The average Math Sci Net Citations per year (PhD Age) is:

1. For letter A - 15.98726

2. For letter B - 41.86467

3. For letter C - 55.3615

Temple has an average citations per year of 12.33, so we retract our claim that letter A is comparable to Temple. It is closer to the University of Massachusetts - Amherst  which has an average citations per year of 16.17. By [US News](https://www.usnews.com/best-graduate-schools/top-science-schools/mathematics-rankings), University of Massachusetts - Amherst's Math Department has a rank of 55. Rutgers has an average citations per year of 35.01, so we retract our claim that letter B is comparable to Rutgers. It is closer to the University of Minesota which has an average citations per year of 42.07 and a US News Ranking of 19. For Letter C, we claimed that it was another tier higher - indeed it is closer to the University of Chicago, which has an average citations per year of 56.27, ranked 6 by US News. 

An astute observer would notice we are not exactly comparing apples to apples. Presumably one's first publication could be before one finishes their PhD. So even with the boost, the order amongst letter signers stands. 

## Discussion and Conclusion

We have debunked the claim that age is the confounder for the difference in citations and citations per year between signers of Letter A, B, and C. Indeed, the least meritorious of mathematicians as a whole signed letter A, whereas the more meritorious signed letters B and C, with merit judged by citations. If one was not willing to believe citations impose even a small order on merit, one could replace citations with Fields medals, AMS Fellowships, or many other metrics. 

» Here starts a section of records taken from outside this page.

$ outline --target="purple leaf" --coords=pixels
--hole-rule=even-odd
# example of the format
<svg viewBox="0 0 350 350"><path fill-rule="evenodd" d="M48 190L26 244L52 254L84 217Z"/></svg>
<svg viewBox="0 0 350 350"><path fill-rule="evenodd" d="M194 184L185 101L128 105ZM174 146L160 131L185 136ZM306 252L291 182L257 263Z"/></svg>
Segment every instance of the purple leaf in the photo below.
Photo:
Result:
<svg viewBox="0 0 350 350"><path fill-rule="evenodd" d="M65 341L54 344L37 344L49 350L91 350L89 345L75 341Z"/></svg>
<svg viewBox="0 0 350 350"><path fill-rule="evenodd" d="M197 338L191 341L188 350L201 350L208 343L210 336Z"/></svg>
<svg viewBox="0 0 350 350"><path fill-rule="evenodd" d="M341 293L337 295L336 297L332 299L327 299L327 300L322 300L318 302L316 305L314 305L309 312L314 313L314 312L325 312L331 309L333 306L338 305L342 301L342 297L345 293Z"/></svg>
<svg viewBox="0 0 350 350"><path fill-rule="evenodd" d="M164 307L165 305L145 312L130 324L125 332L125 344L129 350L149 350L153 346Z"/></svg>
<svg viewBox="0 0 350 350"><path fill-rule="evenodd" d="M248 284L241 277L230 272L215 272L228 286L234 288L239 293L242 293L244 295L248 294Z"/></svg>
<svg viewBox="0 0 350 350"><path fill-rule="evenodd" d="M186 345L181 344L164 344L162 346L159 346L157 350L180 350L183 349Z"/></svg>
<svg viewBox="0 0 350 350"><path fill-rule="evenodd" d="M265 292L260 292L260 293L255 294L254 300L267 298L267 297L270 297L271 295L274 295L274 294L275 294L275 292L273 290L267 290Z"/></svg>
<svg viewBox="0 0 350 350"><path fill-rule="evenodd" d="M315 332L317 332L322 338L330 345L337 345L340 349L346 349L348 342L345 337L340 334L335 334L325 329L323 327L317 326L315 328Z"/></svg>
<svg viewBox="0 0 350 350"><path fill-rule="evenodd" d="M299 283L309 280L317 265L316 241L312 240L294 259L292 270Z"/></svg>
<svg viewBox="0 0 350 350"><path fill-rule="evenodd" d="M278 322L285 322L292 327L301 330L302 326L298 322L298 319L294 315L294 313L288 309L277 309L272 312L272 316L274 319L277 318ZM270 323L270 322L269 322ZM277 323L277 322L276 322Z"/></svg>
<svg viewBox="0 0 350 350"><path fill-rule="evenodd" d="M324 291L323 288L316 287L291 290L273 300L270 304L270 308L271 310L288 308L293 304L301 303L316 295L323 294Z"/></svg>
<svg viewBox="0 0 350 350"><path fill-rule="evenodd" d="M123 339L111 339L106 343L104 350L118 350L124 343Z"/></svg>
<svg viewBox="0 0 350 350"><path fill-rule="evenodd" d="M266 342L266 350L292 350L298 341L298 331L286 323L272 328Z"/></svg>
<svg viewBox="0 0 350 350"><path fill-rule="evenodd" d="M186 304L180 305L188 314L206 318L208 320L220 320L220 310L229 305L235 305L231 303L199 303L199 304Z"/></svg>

In this analysis, we have addressed most of the criticisms in Pachter's review, acknowledging our errors when pointed, while rejecting his false claim that age was the greatest confounder. The only one we have not addressed is his point that, "several p-values are computed and reported without any multiple testing correction." After consultation with a respected statistician, we do not see what the issue is. We reported every p-value and he is welcome to change the set.seed in our code, which he applauds us as easily reproducible. 

We conclude by reiterating our thanks to Pachter. We truly appreciated your review. 

## Data and Code
All code and data used for this report is available at. 
https://github.com/joshp112358/Response-to-Pachter

## References

Lior Pachter's Blog Post - Diversity Matters - January 17, 2020 https://liorpachter.wordpress.com/2020/01/17/diversity-matters/

Chad Topaz's Paper - Version 10 - https://osf.io/preprints/socarxiv/fa4zb/

Our original Paper - Version 1 -  https://arxiv.org/pdf/2001.00670.pdf 

In Preparation - A Citations Analysis of R1 Math Departments by Joshua Paik and Igor Rivin

## Miscellany

There seems to be some squabbles in the comments of Pachter's blog whether the paper is Paik-Rivin or Rivin-Paik. In mathematics, we follow the Hardy-Littlewood rule, namely all authors are first authors and we list authors alphabetically.